I work with Prof. Larry Davis in the Computer Vision Lab at UMD. Over the past 2-3 years, my major research focus has been on identifying bottlenecks in visual recognition problems like object and action detection. I have also worked on large-scale video retrieval, distributed training of neural networks and some interesting applications like creating smart thumbnails, instance-aware style transfer and using AI for detecting deception in court-room videos.

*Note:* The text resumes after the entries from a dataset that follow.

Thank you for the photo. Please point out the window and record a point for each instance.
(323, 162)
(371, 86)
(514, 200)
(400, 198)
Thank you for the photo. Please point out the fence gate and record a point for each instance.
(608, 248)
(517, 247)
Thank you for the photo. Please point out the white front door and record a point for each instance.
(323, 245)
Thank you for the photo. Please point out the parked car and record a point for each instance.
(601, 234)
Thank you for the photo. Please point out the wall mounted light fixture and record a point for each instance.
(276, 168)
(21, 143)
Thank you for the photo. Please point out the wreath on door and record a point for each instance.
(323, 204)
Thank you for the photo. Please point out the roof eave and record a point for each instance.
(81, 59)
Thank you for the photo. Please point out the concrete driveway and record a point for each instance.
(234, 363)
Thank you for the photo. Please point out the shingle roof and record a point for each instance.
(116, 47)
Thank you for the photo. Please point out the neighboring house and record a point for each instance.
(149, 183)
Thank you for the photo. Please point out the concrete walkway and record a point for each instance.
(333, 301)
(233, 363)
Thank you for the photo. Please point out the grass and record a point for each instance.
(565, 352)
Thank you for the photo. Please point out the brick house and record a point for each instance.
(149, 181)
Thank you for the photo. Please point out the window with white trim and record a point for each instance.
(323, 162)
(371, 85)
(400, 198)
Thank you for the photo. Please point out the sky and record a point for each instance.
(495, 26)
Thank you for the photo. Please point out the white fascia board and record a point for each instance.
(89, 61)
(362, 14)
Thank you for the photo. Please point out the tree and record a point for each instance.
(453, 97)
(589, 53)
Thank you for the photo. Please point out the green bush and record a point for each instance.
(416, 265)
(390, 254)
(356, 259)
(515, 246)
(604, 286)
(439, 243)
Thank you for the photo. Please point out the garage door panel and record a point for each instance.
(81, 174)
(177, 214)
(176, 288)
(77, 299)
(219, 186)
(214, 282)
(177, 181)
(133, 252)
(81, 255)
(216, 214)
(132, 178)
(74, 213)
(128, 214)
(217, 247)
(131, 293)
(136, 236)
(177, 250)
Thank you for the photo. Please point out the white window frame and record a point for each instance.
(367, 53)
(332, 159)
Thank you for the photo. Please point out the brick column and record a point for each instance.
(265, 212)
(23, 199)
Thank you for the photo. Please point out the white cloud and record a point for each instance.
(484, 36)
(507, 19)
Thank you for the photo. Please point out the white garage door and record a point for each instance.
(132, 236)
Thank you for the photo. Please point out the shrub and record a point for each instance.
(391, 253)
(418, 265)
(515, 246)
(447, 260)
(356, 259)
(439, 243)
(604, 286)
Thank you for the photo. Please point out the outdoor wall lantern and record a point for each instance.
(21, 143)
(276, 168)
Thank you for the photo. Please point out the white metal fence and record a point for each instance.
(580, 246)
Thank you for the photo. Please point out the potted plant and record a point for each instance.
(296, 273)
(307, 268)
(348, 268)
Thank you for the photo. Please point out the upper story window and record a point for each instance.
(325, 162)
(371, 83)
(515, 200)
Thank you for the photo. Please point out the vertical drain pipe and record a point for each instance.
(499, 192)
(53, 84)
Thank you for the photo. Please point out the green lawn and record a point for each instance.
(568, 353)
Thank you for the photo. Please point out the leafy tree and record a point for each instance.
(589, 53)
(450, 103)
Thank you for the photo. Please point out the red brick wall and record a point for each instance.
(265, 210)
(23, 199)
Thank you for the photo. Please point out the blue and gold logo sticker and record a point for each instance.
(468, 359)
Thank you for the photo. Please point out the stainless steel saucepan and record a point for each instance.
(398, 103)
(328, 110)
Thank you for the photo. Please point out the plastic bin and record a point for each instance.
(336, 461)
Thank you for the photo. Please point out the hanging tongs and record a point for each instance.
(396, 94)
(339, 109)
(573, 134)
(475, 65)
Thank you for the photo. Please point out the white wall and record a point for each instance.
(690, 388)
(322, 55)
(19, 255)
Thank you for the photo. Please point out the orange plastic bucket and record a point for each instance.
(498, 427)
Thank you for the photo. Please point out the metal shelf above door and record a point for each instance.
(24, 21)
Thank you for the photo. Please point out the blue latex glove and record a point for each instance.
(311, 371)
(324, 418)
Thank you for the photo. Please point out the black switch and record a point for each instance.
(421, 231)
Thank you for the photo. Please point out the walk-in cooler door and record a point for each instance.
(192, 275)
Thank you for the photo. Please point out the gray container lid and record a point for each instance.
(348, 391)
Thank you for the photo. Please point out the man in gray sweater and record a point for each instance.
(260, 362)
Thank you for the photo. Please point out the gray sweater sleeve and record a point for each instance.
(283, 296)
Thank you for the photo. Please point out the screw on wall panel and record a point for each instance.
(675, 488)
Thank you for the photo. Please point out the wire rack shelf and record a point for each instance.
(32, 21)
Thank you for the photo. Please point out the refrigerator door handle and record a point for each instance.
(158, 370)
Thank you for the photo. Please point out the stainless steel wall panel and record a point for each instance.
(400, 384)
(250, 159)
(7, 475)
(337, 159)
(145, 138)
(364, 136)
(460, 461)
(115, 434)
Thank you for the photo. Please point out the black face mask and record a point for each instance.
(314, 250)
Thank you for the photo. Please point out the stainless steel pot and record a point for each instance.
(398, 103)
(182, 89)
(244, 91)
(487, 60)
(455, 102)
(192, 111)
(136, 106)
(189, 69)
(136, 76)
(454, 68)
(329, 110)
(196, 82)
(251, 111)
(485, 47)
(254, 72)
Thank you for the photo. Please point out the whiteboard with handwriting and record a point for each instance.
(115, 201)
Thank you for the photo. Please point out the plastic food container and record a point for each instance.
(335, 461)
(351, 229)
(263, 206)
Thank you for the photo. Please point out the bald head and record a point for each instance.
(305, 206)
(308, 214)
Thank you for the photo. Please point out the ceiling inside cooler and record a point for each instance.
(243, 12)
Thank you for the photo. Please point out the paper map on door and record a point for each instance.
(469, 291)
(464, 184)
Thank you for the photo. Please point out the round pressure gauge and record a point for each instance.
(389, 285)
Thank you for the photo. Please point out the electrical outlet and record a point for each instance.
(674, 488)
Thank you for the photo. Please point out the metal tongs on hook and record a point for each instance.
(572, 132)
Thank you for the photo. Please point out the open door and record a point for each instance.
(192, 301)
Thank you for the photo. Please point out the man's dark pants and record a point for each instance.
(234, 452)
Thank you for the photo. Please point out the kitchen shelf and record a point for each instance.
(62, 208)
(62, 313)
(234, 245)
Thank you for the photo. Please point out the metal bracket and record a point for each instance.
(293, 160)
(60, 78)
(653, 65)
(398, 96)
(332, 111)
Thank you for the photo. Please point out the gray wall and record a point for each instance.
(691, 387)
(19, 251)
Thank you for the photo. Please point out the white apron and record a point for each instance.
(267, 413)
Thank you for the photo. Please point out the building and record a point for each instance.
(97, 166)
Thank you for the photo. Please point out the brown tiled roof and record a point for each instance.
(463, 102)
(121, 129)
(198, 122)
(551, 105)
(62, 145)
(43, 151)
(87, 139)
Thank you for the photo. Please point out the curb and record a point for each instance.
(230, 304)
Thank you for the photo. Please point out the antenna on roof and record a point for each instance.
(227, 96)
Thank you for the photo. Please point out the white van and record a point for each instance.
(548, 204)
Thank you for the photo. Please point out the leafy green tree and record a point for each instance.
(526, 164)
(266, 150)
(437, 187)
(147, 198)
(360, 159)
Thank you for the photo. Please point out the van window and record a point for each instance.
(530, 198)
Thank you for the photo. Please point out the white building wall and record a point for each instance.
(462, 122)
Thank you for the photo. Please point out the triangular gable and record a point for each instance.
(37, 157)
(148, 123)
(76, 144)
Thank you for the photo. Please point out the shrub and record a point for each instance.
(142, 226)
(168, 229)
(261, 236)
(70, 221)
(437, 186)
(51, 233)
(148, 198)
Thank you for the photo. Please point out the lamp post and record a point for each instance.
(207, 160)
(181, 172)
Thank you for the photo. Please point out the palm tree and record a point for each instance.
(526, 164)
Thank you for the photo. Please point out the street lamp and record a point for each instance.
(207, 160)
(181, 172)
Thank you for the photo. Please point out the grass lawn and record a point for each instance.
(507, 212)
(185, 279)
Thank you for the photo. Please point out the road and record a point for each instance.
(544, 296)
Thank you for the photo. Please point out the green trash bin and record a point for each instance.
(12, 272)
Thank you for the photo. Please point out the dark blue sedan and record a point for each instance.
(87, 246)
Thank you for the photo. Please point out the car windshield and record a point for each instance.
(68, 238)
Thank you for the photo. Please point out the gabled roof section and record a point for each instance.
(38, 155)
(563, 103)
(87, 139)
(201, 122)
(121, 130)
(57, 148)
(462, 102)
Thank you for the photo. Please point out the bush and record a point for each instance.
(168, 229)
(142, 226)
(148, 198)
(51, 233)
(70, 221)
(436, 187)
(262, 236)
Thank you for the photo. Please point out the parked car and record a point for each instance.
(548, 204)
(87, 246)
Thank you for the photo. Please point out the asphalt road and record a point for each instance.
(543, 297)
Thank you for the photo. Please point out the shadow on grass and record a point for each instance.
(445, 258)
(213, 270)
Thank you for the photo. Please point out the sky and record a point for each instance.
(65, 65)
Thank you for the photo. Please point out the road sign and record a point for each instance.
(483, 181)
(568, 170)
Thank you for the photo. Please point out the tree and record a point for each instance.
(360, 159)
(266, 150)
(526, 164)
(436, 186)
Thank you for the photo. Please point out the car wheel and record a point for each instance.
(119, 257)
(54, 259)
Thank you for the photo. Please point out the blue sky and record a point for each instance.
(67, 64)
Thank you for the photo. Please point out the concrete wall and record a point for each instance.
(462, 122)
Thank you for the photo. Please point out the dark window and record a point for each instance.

- June, 2018: Code for SNIPER, R-FCN-3000 and Soft-Sampling is available.
- May, 2018: SNIPER is on ArXiv. We can train with a batch size of 160 with ResNet-101 on a single GPU node and get 47.6 mAP while processing 5 images/second on COCO.
- March, 2018: SNIP got accepted as an ORAL presentation in CVPR 2018.
- March, 2018: R-FCN-3000 will be presented in CVPR 2018.
- Jan, 2018: DARE is covered in Futurism, DailyMail, Motherboard
- Oct, 2017: SNIP won the Best Student Entry in the COCO 2017 challenge at ICCV.
- Oct, 2017: 8 of the top 15 teams in the COCO 2017 detection challenge used Soft-NMS.
- June, 2017: TCN ranked third in the Activity-Net 2017 proposal generation challenge.